Posted by CODEPINK Staff
Today I wore my Peace is Change tunic to see the Dalai Lama speak. I worked for him for 9 months in 1999, when I produced the World Festival of Sacred Music. I didn't take any notes on the talk, as I was hoping to get a bath of compassion after the last two days of too much chest beating vengeance.
The first question he was asked was about Osama. How do we have justice and compassion? His answer was basically that you can’t have justice without compassion. Unfortunately, it seems too many forgot Osama bin Laden was a human being first. You can forgive without forgetting and holding accountable.
Someone said they wanted to work in service and help people but he was just graduating from college and the jobs to pay back his loan were in the world of commerce. He asked what should he do. The Dalai Lama answered that he didn’t know. He told the student that he was free to make his own choices and he would never intrude on his freedom.

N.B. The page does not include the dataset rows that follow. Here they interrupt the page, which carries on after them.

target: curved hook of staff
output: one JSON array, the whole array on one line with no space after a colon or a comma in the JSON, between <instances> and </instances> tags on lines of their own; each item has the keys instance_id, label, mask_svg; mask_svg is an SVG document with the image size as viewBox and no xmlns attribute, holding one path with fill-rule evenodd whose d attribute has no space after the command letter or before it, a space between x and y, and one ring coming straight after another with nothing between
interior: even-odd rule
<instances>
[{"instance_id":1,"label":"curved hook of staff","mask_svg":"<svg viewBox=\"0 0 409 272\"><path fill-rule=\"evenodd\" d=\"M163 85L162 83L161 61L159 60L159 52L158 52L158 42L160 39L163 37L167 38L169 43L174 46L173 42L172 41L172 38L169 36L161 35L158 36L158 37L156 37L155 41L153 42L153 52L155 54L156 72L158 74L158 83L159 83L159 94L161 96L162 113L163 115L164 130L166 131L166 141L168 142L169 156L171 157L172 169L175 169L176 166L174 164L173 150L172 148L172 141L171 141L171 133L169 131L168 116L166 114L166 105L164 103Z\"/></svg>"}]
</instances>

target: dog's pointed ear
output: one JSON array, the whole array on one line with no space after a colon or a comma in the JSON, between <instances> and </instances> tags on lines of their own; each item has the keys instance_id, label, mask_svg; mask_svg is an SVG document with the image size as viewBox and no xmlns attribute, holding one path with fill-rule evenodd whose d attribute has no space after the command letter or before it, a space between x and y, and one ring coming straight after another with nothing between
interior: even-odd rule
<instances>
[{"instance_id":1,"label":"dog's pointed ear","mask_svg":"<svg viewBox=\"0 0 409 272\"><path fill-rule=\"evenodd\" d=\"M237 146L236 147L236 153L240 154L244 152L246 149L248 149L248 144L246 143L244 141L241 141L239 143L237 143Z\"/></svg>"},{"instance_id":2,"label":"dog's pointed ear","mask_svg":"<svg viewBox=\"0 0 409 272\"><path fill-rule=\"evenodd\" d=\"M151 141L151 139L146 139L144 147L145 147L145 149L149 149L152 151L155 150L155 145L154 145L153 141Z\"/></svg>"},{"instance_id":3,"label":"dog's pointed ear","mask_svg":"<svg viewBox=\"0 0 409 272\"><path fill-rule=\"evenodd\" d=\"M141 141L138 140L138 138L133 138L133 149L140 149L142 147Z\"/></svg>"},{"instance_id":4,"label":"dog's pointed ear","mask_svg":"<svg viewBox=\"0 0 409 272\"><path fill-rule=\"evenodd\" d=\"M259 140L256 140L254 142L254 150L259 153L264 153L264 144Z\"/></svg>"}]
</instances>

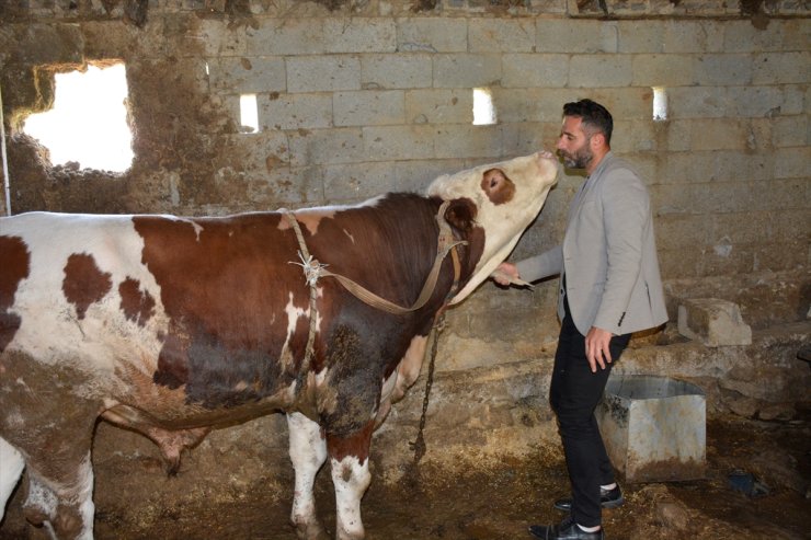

The next question was about working for a corporation and witnessing corruption and not wanting to say anything because he couldn’t lose his job. Should he choose for the needs of his family or exposing the corruption? The Dalai Lama answered we should always expose the corruption or we are corrupt in not doing so. We have been complicit with corruption and it now owns us. He said we live in a very corrupt world. It is not the laws that are corrupt; it is the lawyers and judges.
Then someone asked that if your religious beliefs are in conflict with civil laws, which should you obey. His answer was, if you are a religious person, obey the laws of your religion so you can be in integrity with your beliefs. If you are not a religious person, then he would recommend obeying the civil laws.
He also said one should not be attached to anything. He said he is a Buddhist but is always questioning it and is not attached to it. He does not hold it above any other religion. He is constantly curious about it and respects people of all other religions. Much of what he was talking to the students about was finding your way through life as a secular. Letting ethics be your guide. He said finding true happiness would be the best way to live in the world, as from it comes kindness, and kindness is his religion.
As the ‘dolly’, as we playfully refer to him, was getting up and collecting himself and we were all about to leave, he turned to the audience of students at USC and said, "If you want to be happy, pay much more attention to what is inside and less to what is outside. You will know how to make yourself happy. The outside will take you away from yourself and will produce suffering."